C’est dans les débats d’où sortit l’Ausgleich qu’on peut admirer la vigueur de logique et l’extrême bon sens de Deák. En défendant son projet contre ses adversaires Tisza et Ghyczy, il ne dissimule pas les imperfections de son œuvre; tout ce qu’il veut prouver, c’est que dans la situation que les circonstances ont faite, il faut bien l’accepter. Ici encore il se montre fidèle à sa maxime favorite : ne céder à aucun prix sur le fond même du droit, mais transiger sur les détails d’exécution. Par l’adoption de l’Ausgleich, il était arrivé au but qu’il avait toujours poursuivi. La Hongrie avait reconquis ses libertés, son autonomie était respectée. La continuité du droit ne recevait aucune atteinte, et d’autre part les états héréditaires étaient dotés d’un régime constitutionnel, garantie indispensable du respect de la constitution hongroise. Il est certain qu’en 1867 c’est l’accord de M. de Beust et de Deák qui a sauvé l’Autriche d’une dissolution imminente.
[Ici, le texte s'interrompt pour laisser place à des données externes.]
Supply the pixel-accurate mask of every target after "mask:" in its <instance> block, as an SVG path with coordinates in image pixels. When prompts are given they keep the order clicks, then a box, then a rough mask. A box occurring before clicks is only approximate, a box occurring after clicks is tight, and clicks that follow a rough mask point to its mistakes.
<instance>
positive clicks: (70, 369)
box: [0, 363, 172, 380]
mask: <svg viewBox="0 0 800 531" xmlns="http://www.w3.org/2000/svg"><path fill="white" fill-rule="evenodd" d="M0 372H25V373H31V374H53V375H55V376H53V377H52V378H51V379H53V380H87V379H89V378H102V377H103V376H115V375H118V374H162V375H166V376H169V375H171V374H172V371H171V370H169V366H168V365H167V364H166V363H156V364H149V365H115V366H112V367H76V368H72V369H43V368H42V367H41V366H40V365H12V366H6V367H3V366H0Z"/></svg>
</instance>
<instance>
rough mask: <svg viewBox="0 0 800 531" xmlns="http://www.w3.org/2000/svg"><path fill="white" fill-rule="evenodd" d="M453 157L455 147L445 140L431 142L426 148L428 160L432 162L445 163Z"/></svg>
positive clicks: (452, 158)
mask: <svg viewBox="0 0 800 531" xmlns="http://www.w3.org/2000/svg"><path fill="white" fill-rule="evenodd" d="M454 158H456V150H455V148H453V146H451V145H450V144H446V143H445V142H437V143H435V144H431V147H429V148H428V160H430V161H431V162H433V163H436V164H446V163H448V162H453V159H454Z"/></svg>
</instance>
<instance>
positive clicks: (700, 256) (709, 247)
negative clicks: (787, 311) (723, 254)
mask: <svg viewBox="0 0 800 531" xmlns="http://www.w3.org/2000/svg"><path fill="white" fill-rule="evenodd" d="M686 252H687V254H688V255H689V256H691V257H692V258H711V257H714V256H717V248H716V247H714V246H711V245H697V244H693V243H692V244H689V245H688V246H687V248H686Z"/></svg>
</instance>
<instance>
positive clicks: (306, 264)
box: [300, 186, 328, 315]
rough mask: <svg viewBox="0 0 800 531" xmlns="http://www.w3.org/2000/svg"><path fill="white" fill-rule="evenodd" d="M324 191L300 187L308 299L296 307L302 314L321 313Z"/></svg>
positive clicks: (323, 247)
On a voulu comparer Deák à Monk, qui, lui aussi, a restauré une dynastie; mais rien ne justifie ce parallèle, ni la nature de l’entreprise, ni les moyens employés pour la faire réussir. Monk a conspiré et conspiré contre la liberté au profit d’un régime si détestable, qu’il a fallu une seconde révolution pour en débarrasser

  1. Voyez la Revue du 1er avril 1868.